KHARTOUM, Feb 11, 2011 (AFP) - Sudan's President Omar al-Bashir on Friday congratulated the Egyptian people on realising their wishes and offered them unqualified support, after president Hosni Mubarak was ousted on the 18th day of anti-regime protests.
"The presidency of the republic congratulates the brotherly people of Egypt on realising their wishes, and on the triumph of their revolution," said a statement carried by the official SUNA news agency.
"The presidency affirms its unqualified support and stands firmly by the Egyptian people in realising their aspirations and enhancing Egypt's position and recovering its role as a pioneering Arab, African and Islamic country," the statement added.
Earlier, in Khartoum's first official reaction to the tumultuous events in Egypt, the foreign ministry said it welcomed the "legitimate aspirations" of the Egyptian people.
"Sudan welcomes and respects the choice and the will of the Egyptian people to achieve their legitimate aspirations of dignity and freedom, stability and peace," the ministry said in a statement.
The Khartoum government, which has suppressed sporadic demonstrations in north Sudan in recent weeks, has kept tight-lipped about the mass nationwide protests convulsing its northern neighbour, a key ally with whom it has historic links.

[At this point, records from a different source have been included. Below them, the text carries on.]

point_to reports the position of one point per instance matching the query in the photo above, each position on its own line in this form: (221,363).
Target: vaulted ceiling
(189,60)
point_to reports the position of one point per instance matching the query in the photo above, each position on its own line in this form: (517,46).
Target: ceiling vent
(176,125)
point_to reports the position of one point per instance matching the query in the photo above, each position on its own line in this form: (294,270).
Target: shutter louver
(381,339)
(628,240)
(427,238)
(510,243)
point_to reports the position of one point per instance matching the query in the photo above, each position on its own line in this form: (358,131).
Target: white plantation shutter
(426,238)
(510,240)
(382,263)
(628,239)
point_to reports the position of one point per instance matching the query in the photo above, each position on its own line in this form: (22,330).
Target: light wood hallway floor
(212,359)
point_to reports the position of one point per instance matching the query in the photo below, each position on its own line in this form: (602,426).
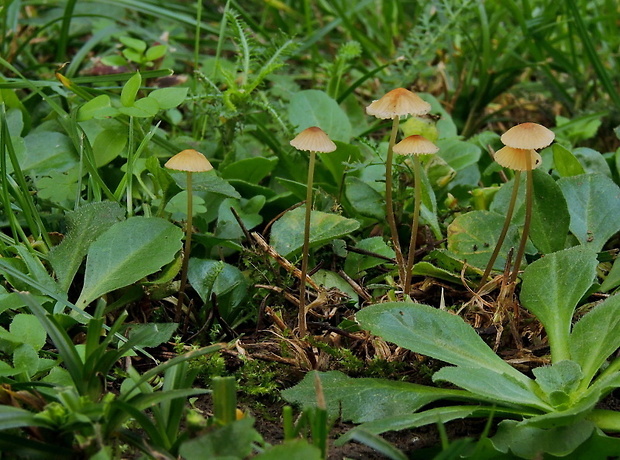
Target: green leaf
(355,263)
(458,154)
(155,52)
(28,329)
(315,108)
(127,252)
(218,443)
(252,170)
(592,202)
(130,90)
(435,333)
(490,384)
(287,233)
(552,287)
(142,108)
(364,199)
(596,336)
(566,164)
(365,399)
(473,236)
(530,442)
(550,217)
(134,43)
(84,225)
(154,334)
(168,98)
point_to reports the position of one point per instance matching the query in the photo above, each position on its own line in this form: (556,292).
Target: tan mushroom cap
(189,160)
(528,136)
(313,139)
(415,145)
(516,159)
(397,102)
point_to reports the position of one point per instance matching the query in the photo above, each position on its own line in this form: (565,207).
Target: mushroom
(414,146)
(519,154)
(312,140)
(394,104)
(190,161)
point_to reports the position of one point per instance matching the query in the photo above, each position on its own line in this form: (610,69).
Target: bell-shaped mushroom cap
(516,159)
(415,145)
(528,136)
(398,102)
(313,139)
(189,160)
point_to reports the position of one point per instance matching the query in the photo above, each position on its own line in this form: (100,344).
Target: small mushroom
(312,140)
(190,161)
(393,105)
(517,159)
(529,136)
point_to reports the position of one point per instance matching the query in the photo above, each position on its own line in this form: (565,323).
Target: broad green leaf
(530,442)
(566,164)
(130,90)
(364,199)
(142,108)
(28,329)
(550,217)
(108,145)
(435,333)
(596,336)
(47,151)
(490,384)
(407,421)
(355,263)
(473,237)
(155,52)
(154,333)
(168,98)
(26,359)
(84,225)
(592,203)
(233,441)
(315,108)
(252,170)
(287,233)
(552,287)
(127,252)
(366,399)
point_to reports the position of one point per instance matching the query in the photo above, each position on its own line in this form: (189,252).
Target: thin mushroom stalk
(394,104)
(190,161)
(519,154)
(312,140)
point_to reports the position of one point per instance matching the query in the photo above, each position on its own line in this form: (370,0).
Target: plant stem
(502,235)
(414,226)
(389,207)
(529,188)
(304,255)
(186,249)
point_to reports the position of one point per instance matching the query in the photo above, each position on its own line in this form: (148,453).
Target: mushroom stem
(529,192)
(502,235)
(304,255)
(389,207)
(187,248)
(414,227)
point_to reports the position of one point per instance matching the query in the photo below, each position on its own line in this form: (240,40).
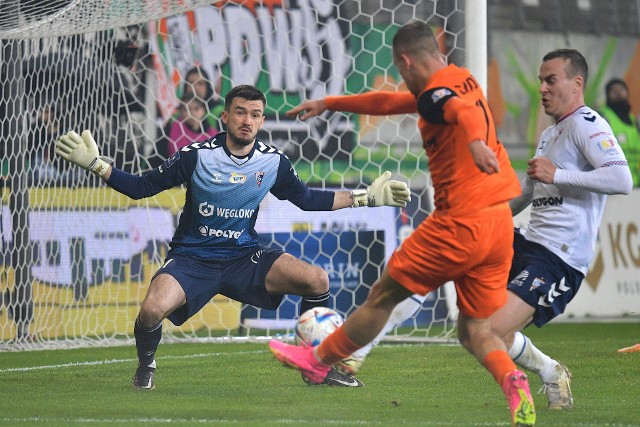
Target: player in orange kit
(468,239)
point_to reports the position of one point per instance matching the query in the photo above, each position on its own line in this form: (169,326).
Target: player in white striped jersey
(578,162)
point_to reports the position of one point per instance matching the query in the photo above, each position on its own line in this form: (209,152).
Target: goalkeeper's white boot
(558,390)
(144,378)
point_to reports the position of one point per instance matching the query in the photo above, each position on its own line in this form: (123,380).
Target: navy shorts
(542,279)
(241,278)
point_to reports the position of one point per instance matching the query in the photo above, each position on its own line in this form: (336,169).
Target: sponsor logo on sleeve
(237,178)
(259,178)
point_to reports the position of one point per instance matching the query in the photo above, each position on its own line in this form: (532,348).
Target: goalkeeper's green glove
(382,192)
(83,151)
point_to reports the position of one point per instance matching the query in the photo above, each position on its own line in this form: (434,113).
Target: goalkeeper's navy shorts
(541,279)
(241,278)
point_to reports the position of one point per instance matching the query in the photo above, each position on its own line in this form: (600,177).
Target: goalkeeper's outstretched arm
(381,192)
(83,151)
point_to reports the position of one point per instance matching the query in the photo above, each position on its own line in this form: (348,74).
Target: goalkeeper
(215,248)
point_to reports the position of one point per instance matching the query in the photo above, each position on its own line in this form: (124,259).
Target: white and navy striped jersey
(223,194)
(565,218)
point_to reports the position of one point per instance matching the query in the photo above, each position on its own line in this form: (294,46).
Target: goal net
(77,257)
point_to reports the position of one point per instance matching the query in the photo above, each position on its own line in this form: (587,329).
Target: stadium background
(80,284)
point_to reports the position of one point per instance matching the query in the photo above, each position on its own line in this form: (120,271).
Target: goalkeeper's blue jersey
(223,194)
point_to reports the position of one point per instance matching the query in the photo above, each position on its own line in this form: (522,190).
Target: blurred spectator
(624,124)
(190,126)
(197,84)
(177,131)
(47,168)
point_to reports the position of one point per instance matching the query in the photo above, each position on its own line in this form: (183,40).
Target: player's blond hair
(415,38)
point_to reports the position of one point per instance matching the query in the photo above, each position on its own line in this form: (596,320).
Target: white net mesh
(77,256)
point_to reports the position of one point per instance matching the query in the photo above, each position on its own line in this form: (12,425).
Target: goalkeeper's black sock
(307,303)
(147,341)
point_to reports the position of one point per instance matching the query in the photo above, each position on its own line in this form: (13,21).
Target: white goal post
(76,257)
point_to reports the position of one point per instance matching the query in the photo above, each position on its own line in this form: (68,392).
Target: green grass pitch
(243,385)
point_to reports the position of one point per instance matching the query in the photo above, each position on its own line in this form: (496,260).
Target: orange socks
(499,364)
(336,347)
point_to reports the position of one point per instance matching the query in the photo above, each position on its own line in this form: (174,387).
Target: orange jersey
(453,112)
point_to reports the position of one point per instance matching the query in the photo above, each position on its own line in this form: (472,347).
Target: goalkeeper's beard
(239,140)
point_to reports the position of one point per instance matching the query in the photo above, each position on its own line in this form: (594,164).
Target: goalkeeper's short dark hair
(248,92)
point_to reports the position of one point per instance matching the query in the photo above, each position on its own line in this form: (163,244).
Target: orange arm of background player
(471,118)
(379,103)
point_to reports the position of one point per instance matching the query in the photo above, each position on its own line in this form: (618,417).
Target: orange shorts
(474,251)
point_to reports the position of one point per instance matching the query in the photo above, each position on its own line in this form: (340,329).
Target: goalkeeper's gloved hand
(83,151)
(382,192)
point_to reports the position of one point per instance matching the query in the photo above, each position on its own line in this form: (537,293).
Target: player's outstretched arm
(83,151)
(311,108)
(382,192)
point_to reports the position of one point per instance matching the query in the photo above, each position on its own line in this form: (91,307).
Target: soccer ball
(316,324)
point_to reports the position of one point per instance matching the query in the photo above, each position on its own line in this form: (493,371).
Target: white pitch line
(115,361)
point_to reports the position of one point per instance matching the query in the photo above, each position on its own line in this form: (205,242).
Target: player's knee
(151,313)
(318,281)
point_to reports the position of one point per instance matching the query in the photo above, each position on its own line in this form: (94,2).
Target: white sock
(400,313)
(525,354)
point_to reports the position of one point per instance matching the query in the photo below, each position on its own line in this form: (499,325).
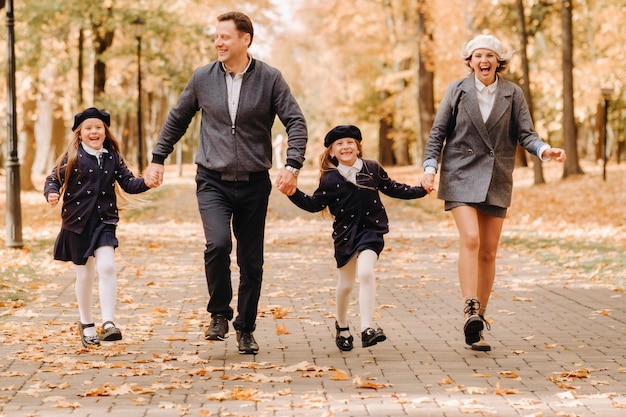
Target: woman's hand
(428,182)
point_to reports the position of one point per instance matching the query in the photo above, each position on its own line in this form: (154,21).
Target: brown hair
(69,158)
(242,22)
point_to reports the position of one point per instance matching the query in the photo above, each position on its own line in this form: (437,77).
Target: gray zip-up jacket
(235,150)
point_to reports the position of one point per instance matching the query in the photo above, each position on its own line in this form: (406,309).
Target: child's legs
(347,278)
(107,284)
(367,286)
(85,275)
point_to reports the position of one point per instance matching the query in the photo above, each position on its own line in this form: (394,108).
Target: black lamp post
(14,208)
(606,93)
(139,28)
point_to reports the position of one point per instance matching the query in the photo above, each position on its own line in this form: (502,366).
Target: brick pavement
(558,347)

Senior Sudanese officials have said they do not fear popular uprisings of the kind witnessed in Egypt and Tunisia, and described the localised but vocal demonstrations that broke out in Khartoum and other northern cities late last month as illegal.
Sudan's President Omar al-Bashir, who came to power in an Islamist-backed military coup in 1989, vowed in January that he would never run away from his country, saying he would leave power "the day we know the Sudanese people want us to."